Financial and material incentives have been directed at individual healthcare providers and organizations (both public and private) in many other low- and middle-income countries, aiming to improve the quality of TB diagnosis and treatment, typically alongside system changes intended to promote improved outcomes. For example, in Romania and Honduras incentives (e.g., gift tickets or other materials) were given to public healthcare providers conditional on objective performance indicators, for example the number of new cases confirmed by microscopy, the rate of DOT in sputum-positive patients, and patient attendance for TB treatment [29]. In India, the Philippines and Myanmar, private healthcare providers were supplied free anti-TB drugs on condition that patients did not pay for these [29, 30]. Dispensing free drugs is seen as an incentive for private providers because they can charge consultation fees and develop their reputation for curing TB patients, which might raise client demand for other services. There have also been trials involving the provision of conditional financial incentives at organization level (e.g., non-governmental organizations, anti-TB teams, local governments) linked to TB control performance indicators [29]. It is difficult to fully attribute performance changes to these incentives given that they were often just one component of multifaceted interventions. However the evidence does seem to indicate increased effectiveness in case detection and treatment completion where incentives were offered to providers and/or patients [29]. Findings from studies in a number of countries emphasise the need for great care in both the design of such incentives and their implementation, which requires a detailed understanding of the environment within which providers operate and their needs, as well as scientific evaluation of effectiveness. These international experiences should be considered in the on-going reform of TB diagnosis and treatment financing in China. Developing a hospital compensation strategy that includes appropriate incentives for TB care providers will be an essential component of an effective intervention.

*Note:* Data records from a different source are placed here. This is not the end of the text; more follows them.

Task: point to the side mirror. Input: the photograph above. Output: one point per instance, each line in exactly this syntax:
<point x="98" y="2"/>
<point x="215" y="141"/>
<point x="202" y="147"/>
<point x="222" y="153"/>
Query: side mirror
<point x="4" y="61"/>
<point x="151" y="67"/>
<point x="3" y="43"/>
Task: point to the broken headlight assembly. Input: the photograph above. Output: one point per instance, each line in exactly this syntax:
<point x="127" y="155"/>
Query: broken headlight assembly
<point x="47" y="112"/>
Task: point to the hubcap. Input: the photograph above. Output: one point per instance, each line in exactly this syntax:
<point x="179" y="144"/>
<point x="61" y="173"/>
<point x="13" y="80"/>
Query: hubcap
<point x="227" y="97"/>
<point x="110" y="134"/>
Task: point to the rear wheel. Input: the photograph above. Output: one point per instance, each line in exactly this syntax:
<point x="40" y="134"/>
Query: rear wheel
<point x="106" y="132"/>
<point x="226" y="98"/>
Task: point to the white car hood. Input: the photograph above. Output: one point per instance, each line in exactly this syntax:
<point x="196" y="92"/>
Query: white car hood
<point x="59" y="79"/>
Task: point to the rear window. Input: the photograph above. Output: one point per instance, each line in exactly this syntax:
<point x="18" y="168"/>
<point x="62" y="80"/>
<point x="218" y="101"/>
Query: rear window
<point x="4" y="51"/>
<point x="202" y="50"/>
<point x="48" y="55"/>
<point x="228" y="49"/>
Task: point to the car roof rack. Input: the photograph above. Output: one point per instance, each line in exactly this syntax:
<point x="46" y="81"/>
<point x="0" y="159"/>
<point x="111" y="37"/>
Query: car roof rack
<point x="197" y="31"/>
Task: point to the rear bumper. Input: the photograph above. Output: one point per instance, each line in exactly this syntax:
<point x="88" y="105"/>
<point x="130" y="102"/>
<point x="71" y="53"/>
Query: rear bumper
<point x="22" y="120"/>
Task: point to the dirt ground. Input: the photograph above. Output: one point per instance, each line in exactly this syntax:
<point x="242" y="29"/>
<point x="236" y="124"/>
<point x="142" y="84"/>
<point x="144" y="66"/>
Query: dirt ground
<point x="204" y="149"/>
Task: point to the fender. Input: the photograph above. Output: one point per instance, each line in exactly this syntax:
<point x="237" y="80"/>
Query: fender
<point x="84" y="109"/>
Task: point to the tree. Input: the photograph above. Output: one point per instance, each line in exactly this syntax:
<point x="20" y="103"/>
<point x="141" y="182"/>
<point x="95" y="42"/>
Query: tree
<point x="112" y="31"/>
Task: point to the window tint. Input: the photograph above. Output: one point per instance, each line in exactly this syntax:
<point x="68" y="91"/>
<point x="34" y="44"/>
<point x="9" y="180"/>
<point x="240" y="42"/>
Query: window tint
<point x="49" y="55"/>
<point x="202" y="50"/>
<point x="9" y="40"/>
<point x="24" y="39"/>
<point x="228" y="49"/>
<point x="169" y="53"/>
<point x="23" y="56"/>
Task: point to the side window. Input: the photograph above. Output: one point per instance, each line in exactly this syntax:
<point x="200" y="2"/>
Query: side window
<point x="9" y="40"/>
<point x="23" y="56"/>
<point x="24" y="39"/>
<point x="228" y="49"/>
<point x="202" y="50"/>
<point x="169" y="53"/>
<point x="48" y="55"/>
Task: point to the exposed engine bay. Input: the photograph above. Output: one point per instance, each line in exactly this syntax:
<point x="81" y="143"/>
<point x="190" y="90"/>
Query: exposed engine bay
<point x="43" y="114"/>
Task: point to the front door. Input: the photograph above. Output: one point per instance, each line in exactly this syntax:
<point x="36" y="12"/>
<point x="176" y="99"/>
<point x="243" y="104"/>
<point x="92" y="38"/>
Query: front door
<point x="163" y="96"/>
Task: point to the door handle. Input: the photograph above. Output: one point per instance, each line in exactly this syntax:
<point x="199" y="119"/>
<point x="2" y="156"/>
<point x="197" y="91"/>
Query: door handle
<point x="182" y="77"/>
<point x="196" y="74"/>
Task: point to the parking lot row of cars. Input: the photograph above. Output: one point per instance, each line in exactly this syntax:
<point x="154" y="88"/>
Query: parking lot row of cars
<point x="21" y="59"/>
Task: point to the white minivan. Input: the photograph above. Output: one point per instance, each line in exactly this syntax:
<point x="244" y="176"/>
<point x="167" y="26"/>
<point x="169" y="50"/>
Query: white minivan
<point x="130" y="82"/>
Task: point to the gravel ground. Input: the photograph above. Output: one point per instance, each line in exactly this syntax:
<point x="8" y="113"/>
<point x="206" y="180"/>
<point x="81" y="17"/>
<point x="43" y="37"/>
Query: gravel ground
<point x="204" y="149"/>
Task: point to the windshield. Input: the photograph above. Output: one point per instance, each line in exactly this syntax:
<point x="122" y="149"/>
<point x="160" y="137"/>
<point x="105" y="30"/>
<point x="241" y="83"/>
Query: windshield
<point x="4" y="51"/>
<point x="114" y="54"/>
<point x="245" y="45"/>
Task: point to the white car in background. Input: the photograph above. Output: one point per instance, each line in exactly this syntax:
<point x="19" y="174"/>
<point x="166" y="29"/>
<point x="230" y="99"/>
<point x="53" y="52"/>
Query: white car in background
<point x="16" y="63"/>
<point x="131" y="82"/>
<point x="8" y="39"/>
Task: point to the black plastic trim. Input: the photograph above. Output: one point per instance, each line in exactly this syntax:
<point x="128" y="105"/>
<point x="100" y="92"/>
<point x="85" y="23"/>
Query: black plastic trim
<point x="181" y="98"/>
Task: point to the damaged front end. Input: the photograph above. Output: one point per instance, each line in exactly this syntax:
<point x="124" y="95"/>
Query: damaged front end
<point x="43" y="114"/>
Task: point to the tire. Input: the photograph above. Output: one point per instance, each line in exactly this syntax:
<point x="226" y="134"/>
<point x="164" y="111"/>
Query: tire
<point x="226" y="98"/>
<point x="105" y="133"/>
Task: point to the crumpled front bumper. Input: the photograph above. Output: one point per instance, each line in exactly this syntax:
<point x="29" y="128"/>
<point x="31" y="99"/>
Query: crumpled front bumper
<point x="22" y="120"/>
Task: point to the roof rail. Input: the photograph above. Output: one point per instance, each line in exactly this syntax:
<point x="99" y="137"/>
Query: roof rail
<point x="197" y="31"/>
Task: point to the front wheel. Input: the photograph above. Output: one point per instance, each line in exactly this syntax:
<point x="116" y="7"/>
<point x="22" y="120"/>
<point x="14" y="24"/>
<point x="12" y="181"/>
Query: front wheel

The high prevalence of drug-resistant TB, especially MDR-TB and XDR-TB, is a global public health crisis. In 2009, the Beijing Call for Action and the World Health Assembly Resolution 62.15 made clear that the actions taken to address this crisis by national TB control programmes were insufficient. Radical policy changes were required which would involve the strengthening of health systems and services and increased government accountability [31, 32].

The Chinese government commitment on combating TB/MDR-TB remains strong. In the context of a new round of Chinese health system reforms, the Bill and Melinda Gates Foundation in cooperation with the government of China started to develop innovative approaches to TB/MDR-TB prevention and control including 1) new MDR-TB diagnosis, treatment and management mechanisms; 2) increased health insurance benefits and a travel subsidy provided by the Civil Affair Bureau to remove financial barriers to access to treatment; 3) a case-based payment method to contain costs. Although these efforts appear to be in the right direction, they may not be sufficient unless: 1) domestic sources are mobilized to raise funding for TB/MDR-TB prevention and control; and 2) appropriate incentives are given to both health facilities and their care providers. Overall, the policies required to achieve these objectives cannot be limited to the health sector but will need cooperation across sectors including finance, social welfare and labour. Findings from the on-going China-Gates TB programme Phase II will require careful analysis and interpretation in relation to the effects of TB/MDR-TB control and financial protection for patients in order to guide evidence-based policy development.